A velvety, protein-packed soup that uses white beans for creaminess instead of dairy. Perfect for chilly spring evenings.

Ingredients
  

  • 1 tbsp Olive oil
  • 1 large Leek white/light green parts, sliced
  • 2 cloves Garlic minced
  • 3 cups Vegetable broth
  • 1 can 15 oz Cannellini beans, rinsed
  • 2 cups Green peas fresh or frozen
  • 1/2 cup Unsweetened plant milk cashew or soy
  • 1 tbsp Lemon juice
  • 1 tbsp Nutritional yeast
  • 1/2 cup Fresh spinach
  • Garnish: Fresh mint or dill hemp seeds, and a drizzle of olive oil.

Method
 

  1. Heat olive oil in a pot; sauté leeks and garlic until soft (5 mins).
  2. Add broth, beans, and peas.

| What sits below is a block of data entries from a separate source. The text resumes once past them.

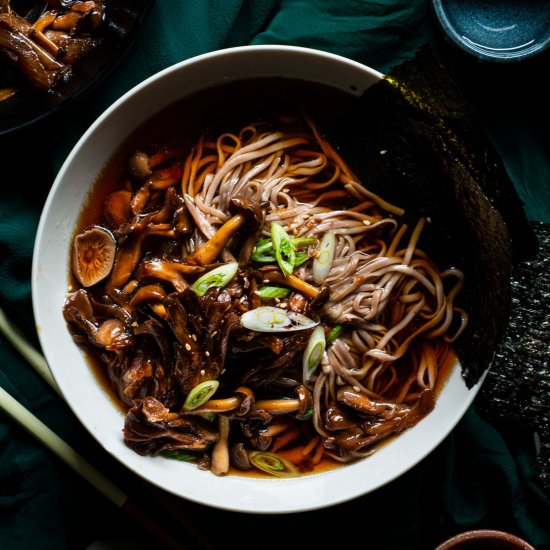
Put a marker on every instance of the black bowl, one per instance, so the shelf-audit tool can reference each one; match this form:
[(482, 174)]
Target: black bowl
[(29, 105)]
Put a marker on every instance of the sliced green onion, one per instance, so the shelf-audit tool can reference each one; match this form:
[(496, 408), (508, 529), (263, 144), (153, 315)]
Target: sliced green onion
[(263, 252), (301, 258), (303, 242), (267, 292), (200, 394), (334, 333), (275, 319), (285, 253), (325, 256), (219, 276), (314, 352), (272, 464), (210, 417), (179, 454)]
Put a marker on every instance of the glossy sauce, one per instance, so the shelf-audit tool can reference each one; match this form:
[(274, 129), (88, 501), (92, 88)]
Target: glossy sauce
[(235, 105)]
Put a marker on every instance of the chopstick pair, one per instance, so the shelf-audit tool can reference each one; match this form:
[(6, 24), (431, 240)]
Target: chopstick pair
[(79, 464)]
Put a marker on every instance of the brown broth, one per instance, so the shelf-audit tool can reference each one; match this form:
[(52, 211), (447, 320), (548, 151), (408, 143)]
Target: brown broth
[(235, 104)]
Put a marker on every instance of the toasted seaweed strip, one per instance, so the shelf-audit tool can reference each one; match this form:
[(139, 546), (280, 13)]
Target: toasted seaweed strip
[(424, 84), (411, 159), (517, 388)]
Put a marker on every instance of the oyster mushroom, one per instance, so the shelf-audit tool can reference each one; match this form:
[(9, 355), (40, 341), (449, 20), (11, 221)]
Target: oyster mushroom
[(220, 452), (246, 210), (93, 255), (239, 457)]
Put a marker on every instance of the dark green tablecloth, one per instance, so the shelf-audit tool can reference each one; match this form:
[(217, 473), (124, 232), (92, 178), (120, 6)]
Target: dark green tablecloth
[(481, 476)]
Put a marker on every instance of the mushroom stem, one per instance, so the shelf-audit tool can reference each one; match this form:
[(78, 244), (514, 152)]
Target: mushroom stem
[(220, 452), (292, 281), (218, 405), (278, 406), (212, 248)]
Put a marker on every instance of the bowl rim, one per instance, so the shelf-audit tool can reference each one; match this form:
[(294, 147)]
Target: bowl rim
[(481, 51), (239, 493)]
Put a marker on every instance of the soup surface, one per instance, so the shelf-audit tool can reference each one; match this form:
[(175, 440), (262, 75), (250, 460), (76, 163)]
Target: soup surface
[(252, 306)]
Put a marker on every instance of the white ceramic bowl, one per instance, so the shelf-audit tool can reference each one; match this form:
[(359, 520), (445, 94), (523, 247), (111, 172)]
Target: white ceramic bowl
[(89, 401)]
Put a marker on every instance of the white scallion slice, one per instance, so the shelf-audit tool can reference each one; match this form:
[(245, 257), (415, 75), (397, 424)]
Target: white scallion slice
[(274, 319), (273, 464), (324, 258), (220, 276), (314, 352)]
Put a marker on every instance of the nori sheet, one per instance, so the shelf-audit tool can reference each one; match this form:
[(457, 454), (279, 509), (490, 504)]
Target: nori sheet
[(516, 390), (414, 140)]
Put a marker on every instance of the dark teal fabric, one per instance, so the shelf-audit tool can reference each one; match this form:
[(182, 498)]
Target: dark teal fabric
[(481, 476)]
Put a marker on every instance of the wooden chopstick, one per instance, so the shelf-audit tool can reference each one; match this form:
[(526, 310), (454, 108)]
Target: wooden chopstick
[(80, 465)]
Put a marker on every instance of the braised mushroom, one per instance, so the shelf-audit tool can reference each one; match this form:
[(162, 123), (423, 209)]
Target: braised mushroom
[(93, 255), (246, 210)]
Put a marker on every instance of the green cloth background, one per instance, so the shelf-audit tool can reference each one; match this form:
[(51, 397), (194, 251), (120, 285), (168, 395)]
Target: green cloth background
[(481, 476)]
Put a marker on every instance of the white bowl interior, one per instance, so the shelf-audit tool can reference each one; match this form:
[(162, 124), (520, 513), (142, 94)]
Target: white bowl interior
[(90, 402)]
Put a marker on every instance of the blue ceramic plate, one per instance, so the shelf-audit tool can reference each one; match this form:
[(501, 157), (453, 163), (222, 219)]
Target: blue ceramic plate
[(506, 30)]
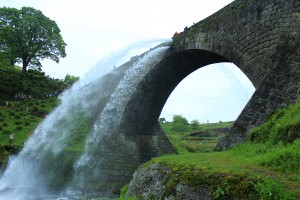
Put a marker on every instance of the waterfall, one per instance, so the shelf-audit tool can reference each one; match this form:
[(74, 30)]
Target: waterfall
[(86, 114)]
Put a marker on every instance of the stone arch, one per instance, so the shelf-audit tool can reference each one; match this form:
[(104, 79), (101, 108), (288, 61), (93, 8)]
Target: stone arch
[(260, 37)]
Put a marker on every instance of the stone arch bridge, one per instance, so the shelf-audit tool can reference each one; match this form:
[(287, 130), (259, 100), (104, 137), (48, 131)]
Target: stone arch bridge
[(260, 37)]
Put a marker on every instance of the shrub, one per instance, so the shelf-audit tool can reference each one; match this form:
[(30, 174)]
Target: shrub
[(17, 116), (18, 122)]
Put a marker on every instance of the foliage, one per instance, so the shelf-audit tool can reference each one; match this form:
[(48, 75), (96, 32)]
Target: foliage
[(269, 161), (69, 79), (28, 36), (33, 84), (282, 126)]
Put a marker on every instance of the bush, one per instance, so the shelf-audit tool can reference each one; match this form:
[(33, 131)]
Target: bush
[(18, 122), (17, 116)]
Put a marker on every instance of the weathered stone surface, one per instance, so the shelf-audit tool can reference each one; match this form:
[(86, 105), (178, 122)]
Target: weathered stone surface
[(149, 183), (260, 37)]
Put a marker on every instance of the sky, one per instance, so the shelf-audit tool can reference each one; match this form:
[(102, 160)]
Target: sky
[(93, 29)]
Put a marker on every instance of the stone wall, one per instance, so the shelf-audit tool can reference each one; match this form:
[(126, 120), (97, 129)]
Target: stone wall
[(262, 39), (259, 37)]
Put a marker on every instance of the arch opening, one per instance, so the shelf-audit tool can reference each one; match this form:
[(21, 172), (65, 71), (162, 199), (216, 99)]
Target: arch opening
[(146, 104), (217, 92)]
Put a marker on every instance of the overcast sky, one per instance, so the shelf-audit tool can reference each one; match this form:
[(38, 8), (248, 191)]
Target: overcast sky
[(93, 29)]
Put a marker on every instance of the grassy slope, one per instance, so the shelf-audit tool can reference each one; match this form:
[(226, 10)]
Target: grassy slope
[(270, 159)]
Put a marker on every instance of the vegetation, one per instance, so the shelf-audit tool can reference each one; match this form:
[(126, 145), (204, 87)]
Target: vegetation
[(267, 166), (28, 36)]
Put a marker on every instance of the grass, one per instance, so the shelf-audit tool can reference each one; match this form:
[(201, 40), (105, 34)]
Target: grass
[(267, 166), (16, 119)]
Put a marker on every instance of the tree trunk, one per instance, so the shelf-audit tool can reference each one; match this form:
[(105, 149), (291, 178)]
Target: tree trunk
[(25, 65)]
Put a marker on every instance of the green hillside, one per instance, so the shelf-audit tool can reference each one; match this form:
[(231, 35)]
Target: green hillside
[(266, 166), (25, 99)]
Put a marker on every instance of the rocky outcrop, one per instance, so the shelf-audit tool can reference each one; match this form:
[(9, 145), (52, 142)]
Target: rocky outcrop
[(158, 182)]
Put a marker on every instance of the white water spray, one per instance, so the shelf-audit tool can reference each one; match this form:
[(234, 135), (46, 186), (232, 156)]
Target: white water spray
[(25, 176)]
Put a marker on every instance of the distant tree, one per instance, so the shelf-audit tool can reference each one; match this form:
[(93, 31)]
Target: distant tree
[(162, 120), (178, 119), (69, 79), (28, 36), (195, 123)]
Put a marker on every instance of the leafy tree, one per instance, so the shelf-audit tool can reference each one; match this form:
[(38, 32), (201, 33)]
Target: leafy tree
[(162, 120), (28, 36)]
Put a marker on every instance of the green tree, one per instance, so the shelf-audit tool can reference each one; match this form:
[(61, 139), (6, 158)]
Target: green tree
[(28, 36), (69, 79), (162, 120)]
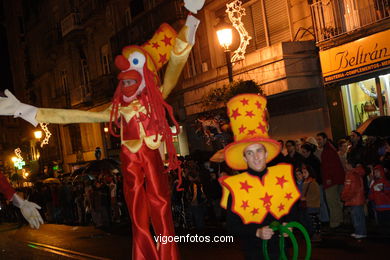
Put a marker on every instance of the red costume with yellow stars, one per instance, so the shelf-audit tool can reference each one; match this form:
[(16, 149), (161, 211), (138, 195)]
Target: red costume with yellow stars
[(253, 198), (138, 109), (258, 197)]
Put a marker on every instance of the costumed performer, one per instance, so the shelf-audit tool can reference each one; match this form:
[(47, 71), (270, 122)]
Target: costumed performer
[(29, 209), (139, 110), (260, 195)]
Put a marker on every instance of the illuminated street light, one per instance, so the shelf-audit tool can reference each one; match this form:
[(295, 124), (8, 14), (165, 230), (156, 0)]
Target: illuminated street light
[(225, 38), (38, 134)]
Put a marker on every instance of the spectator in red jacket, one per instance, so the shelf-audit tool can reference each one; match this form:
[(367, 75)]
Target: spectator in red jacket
[(380, 195), (333, 176), (353, 197)]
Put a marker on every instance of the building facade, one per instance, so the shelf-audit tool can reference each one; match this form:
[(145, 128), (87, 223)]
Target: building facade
[(353, 38), (63, 52)]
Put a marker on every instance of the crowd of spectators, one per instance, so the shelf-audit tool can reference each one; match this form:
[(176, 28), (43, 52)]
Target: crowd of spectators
[(343, 182)]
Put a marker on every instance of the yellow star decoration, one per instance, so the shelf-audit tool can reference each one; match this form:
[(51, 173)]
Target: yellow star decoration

Simmer for 7 minutes.
  3. Stir in plant milk, lemon juice, yeast, and spinach until wilted.
  4. Use an immersion blender to blend until completely silky.
  5. Serve topped with fresh mint and hemp seeds.

Notes

Protein: ~16g per serving.
Tip: Freeze leftovers in glass jars for easy meal prep later.